On the other hand, doing better is not the same thing as doing better things. Seymour Papert at the MIT Media Laboratory believes that we tend to underestimate the capabilities of children and has demonstrated that with proper computer tools and a supportive educational environment, they are capable of performing tasks usually assigned to much older kids. He developed a computer programming language, LOGO, and microworlds that involve problem solving in math and science. He believed kids should not be taught mathematics, but should be taught to be mathematicians he created game like environments where they can develop their math and problem solving skills programming machines.
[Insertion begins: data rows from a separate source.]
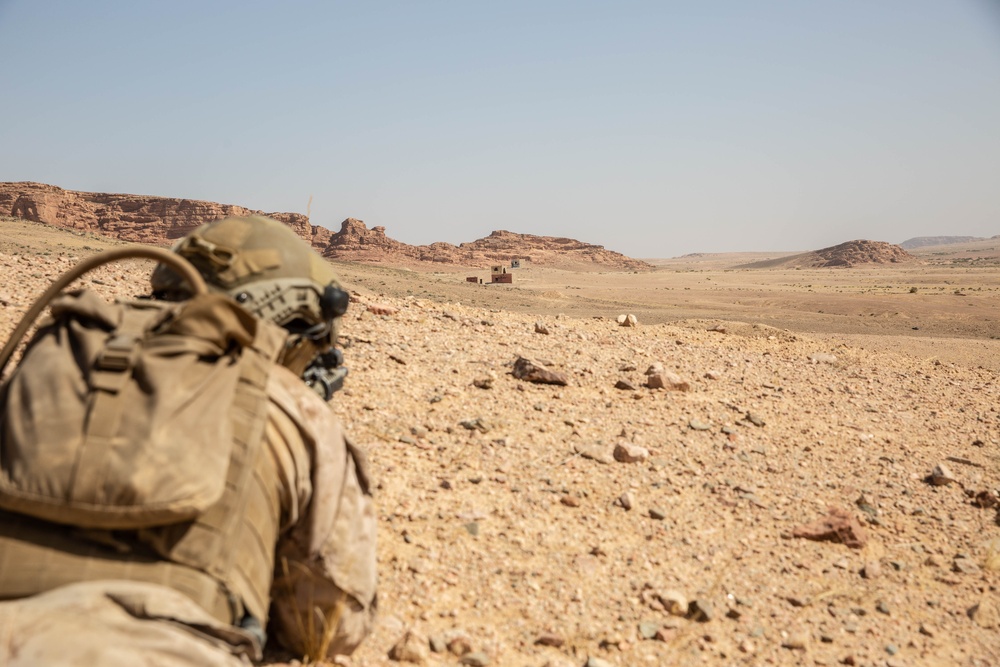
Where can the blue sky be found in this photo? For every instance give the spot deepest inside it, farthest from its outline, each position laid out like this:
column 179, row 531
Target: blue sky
column 652, row 128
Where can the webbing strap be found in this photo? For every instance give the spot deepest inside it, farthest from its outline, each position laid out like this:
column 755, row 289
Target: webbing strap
column 111, row 372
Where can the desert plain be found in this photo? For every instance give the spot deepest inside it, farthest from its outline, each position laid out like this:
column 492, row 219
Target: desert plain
column 604, row 522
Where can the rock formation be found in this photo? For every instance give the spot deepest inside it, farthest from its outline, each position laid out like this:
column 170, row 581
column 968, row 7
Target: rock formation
column 923, row 241
column 135, row 218
column 845, row 255
column 159, row 220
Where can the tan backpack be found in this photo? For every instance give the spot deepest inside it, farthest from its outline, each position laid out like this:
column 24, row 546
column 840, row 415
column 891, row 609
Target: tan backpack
column 117, row 416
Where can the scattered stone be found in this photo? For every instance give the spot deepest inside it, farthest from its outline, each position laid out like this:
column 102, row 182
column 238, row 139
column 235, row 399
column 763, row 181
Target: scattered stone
column 530, row 371
column 438, row 644
column 626, row 501
column 549, row 639
column 837, row 526
column 871, row 570
column 626, row 452
column 381, row 309
column 965, row 566
column 477, row 424
column 459, row 645
column 941, row 475
column 598, row 453
column 796, row 641
column 698, row 425
column 667, row 380
column 986, row 499
column 701, row 610
column 411, row 647
column 674, row 602
column 822, row 358
column 648, row 629
column 475, row 659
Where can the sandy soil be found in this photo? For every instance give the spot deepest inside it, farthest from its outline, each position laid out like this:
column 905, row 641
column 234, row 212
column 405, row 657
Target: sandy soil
column 509, row 530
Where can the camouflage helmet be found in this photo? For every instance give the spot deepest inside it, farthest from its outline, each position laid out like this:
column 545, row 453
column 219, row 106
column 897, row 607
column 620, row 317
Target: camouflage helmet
column 272, row 272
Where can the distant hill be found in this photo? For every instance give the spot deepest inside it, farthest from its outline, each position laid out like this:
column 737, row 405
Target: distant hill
column 852, row 253
column 921, row 241
column 160, row 220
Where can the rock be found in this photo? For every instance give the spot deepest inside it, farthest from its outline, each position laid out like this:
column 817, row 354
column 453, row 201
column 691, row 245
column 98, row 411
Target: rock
column 822, row 358
column 477, row 424
column 626, row 501
column 701, row 610
column 381, row 309
column 459, row 645
column 837, row 526
column 411, row 647
column 871, row 570
column 475, row 659
column 438, row 644
column 667, row 380
column 483, row 382
column 597, row 453
column 549, row 639
column 796, row 641
column 941, row 475
column 965, row 566
column 626, row 452
column 674, row 602
column 986, row 499
column 529, row 371
column 648, row 629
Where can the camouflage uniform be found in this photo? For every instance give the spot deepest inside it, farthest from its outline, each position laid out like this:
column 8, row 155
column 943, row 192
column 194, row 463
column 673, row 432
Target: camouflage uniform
column 305, row 557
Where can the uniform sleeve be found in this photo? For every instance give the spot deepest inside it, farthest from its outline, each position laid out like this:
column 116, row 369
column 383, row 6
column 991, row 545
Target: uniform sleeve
column 323, row 597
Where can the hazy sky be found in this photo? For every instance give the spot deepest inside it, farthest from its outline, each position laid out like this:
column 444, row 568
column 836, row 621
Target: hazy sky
column 652, row 128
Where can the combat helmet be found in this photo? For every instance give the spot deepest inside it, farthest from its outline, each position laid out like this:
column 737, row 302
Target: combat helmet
column 270, row 271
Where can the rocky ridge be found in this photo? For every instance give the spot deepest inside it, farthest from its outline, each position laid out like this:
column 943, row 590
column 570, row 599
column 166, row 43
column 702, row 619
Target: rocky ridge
column 923, row 241
column 159, row 220
column 845, row 255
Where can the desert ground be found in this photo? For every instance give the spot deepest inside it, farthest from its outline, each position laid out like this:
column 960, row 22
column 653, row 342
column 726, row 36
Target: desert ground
column 531, row 524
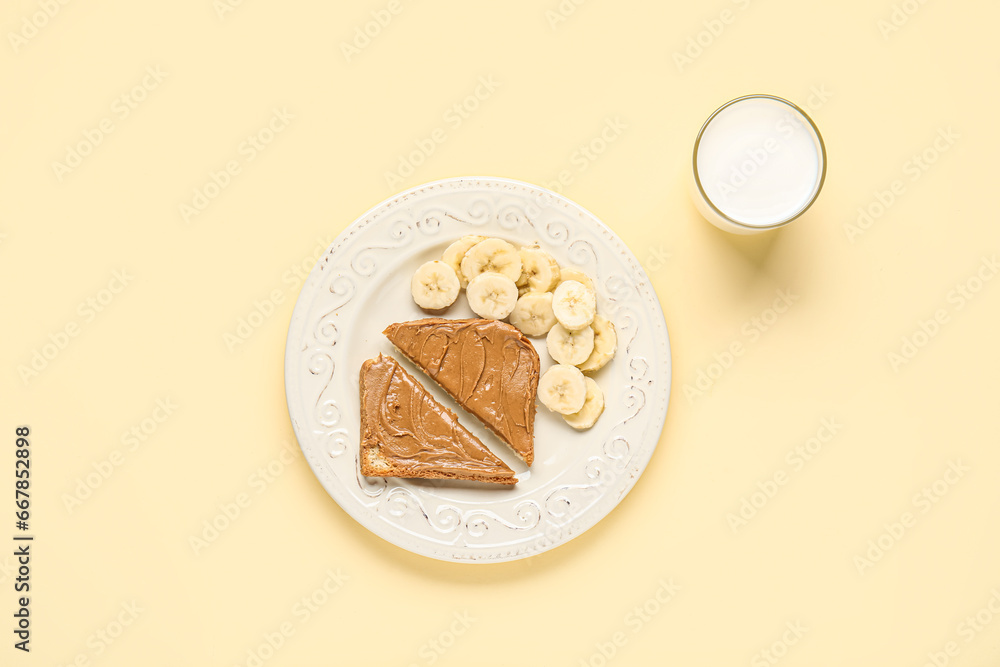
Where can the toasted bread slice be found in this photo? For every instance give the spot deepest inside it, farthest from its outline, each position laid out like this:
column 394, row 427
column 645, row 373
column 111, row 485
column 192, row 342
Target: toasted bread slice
column 406, row 432
column 487, row 366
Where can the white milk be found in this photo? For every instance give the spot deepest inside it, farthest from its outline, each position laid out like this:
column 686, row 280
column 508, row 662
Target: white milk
column 760, row 162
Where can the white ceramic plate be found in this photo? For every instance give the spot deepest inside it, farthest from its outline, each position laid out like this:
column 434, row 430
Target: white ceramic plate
column 362, row 284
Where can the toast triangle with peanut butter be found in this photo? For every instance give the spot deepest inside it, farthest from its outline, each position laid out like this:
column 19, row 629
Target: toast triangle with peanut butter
column 406, row 432
column 487, row 366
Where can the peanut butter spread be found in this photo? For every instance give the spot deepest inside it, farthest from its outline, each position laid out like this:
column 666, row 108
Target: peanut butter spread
column 488, row 366
column 415, row 435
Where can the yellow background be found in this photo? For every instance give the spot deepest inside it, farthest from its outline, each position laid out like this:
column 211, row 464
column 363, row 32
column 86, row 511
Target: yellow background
column 879, row 99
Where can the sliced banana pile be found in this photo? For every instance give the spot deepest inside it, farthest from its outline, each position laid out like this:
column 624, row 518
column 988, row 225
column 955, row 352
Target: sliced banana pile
column 528, row 288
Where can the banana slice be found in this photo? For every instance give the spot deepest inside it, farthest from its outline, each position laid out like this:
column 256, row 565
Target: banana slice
column 454, row 253
column 593, row 406
column 532, row 313
column 539, row 269
column 434, row 286
column 492, row 256
column 570, row 347
column 492, row 295
column 577, row 275
column 605, row 345
column 574, row 305
column 563, row 389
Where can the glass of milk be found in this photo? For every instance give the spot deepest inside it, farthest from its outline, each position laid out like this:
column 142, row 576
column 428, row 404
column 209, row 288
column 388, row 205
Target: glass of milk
column 759, row 163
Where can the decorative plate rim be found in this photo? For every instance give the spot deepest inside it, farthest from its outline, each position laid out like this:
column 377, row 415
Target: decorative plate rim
column 608, row 496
He believes in constructivism, that learning is a reconstruction rather than a transmission of knowledge. He uses LEGO toys to construct objects believing that the computer provides a metaphor and a tool for thinking and problems solving. Papert, I think, has had a great impact on the innovative use of computers in education..
Let me ask you an entirely different question. As I told you, we were trying to pull together biographies of various people who have worked on the staff. One person who we have been having trouble finding material about is Don Aufenkamp. What can you tell me about him?
Don is a marvelous photographer. After leaving OCA, Don went into the physics directorate and then eventually into the Russian-U.S. Program. Don learned Russian and went to the Soviet Union and worked closely with the Soviets on Russian-U.S. programs. Don was a computer director before he came to the foundation. He was extremely instrumental in those initial awards that put major mainframes into universities. I do not know, I think Glen Ingram could probably tell you more about him, and Arthur Melmed too.
I know where Ingram is. Where is Melmed these days?
Melmed is in town. He is affiliated with New York University now, but he is essentially retired and he is doing some projects for us on the future of fiber optics in the home and what it would take to scale up computer activities to serve millions of people. A major concern these days is how to scale up successful projects and experiments. Projects that are successful in the lab don't always succeed when they are scaled up. I really cannot help you too much about Don. He left the program and went into physics and then, as I say, went to the international program. He learned to speak Russian fluently.
Do you know what his education was in?
Physics, I believe. Most of the people, of course, were never trained in computer science, but came to the field from other scientific disciplines. .
Probably one of the most significant documents that we have turned out in the early conferences was the conference in physics back in around 1970. This conference was held at the Illinois Institute of Technology, and Peter Lykos was involved. Peter was a rotator. We had rotators that NSF hired to come into the various programs for a year or two and than return to their institutions. They are a major asset for the Foundation. They bring in their experiences and become familiar with work going on at the national level Others involved with computing were John Hamblen from the University of Missouri, Doris Lidke from Towson University, Gerard Engle and Jesse Poore and many others.